Mooney J J, Schatzberg A F, Cole J O, Kizuka P P, Salomon M, Lerbinger J, Pappalardo K M, Gerson B, Schildkraut J J
Neuropsychopharmacology Laboratory, Massachusetts Mental Health Center, Boston 02115.
Biol Psychiatry. 1988 Mar 15;23(6):543-59. doi: 10.1016/0006-3223(88)90002-9.

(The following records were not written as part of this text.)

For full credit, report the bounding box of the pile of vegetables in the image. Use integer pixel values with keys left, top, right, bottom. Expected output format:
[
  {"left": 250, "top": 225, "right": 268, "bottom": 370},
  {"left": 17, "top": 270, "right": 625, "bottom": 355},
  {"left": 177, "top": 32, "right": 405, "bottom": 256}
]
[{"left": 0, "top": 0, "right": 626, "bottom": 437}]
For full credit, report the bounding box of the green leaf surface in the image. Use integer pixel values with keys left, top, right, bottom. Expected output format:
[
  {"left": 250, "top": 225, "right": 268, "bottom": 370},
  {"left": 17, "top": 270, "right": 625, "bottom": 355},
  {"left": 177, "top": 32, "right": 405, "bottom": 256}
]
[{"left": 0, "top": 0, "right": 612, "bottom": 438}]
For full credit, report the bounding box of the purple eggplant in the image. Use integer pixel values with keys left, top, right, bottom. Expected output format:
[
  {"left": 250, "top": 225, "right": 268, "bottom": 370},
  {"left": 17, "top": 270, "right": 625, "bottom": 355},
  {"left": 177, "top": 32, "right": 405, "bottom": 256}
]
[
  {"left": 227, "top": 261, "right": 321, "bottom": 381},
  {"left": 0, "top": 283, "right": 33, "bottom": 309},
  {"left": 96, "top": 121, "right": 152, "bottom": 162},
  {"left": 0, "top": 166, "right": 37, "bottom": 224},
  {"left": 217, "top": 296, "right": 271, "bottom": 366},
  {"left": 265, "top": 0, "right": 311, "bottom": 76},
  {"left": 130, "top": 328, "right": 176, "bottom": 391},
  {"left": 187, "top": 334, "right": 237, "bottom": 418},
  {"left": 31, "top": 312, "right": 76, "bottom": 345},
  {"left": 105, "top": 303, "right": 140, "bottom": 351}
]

The present study examined the relationship between 24-hr urinary catecholamine (norepinephrine and epinephrine) output and measures of platelet adenylate cyclase (AC) activity in depressed patients (n = 17) and control subjects (n = 10). In both groups, significant inverse correlations were observed when 24-hr urinary catecholamine levels were examined in relation to measures of both receptor-mediated (prostaglandin D2 and alpha 2-adrenergic) and postreceptor-mediated (NaF) platelet AC enzyme activities, suggesting that circulating catecholamines may regulate platelet AC by heterologous (agonist-nonspecific) desensitization of the AC enzyme complex. Depressed patients who had favorable antidepressant responses to alprazolam had significantly higher pretreatment urinary catecholamine output and lower receptor-mediated platelet AC enzyme activities than control subjects, whereas the nonresponders did not. After 8 days of treatment with alprazolam, urinary catecholamine levels declined significantly. In responders, receptor-mediated measures of platelet AC activity increased significantly by day 8 to values comparable to those in control subjects; but similar changes were not observed in nonresponders. Prior to treatment, responders showed a strict linear relationship between receptor-mediated (prostaglandin D2) and postreceptor-mediated (NaF) stimulation of platelet AC activity through the stimulatory guanine nucleotide regulatory protein (Ns), whereas nonresponders did not. This suggests the presence of two distinct coupling interactions between platelet prostaglandin D2 receptors and the stimulatory guanine nucleotide regulatory protein in responders and nonresponders to the antidepressant effects of alprazolam prior to treatment. The authors propose that catecholamines, possibly acting through prostaglandins, may regulate platelet AC enzyme activity by heterologous desensitization occurring through postreceptor mechanisms.
本研究检测了17例抑郁症患者和10例对照者24小时尿儿茶酚胺(去甲肾上腺素和肾上腺素)排出量与血小板腺苷酸环化酶(AC)活性指标之间的关系。在两组中,当检测24小时尿儿茶酚胺水平与受体介导(前列腺素D2和α2 - 肾上腺素能)及受体后介导(氟化钠)的血小板AC酶活性指标的相关性时,均观察到显著的负相关,这表明循环儿茶酚胺可能通过AC酶复合物的异源(激动剂非特异性)脱敏作用来调节血小板AC。对阿普唑仑有良好抗抑郁反应的抑郁症患者,其治疗前尿儿茶酚胺排出量显著高于对照者,而受体介导的血小板AC酶活性则低于对照者,无反应者则不然。用阿普唑仑治疗8天后,尿儿茶酚胺水平显著下降。在有反应者中,到第8天时,受体介导的血小板AC活性指标显著升高,达到与对照者相当的值;但无反应者未观察到类似变化。治疗前,有反应者通过刺激性鸟嘌呤核苷酸调节蛋白(Ns)介导的受体介导(前列腺素D2)和受体后介导(氟化钠)刺激的血小板AC活性之间呈现严格的线性关系,而无反应者则不然。这表明在对阿普唑仑抗抑郁作用有反应者和无反应者中,治疗前血小板前列腺素D2受体与刺激性鸟嘌呤核苷酸调节蛋白之间存在两种不同的偶联相互作用。作者提出,儿茶酚胺可能通过前列腺素起作用,可通过受体后机制发生的异源脱敏作用来调节血小板AC酶活性。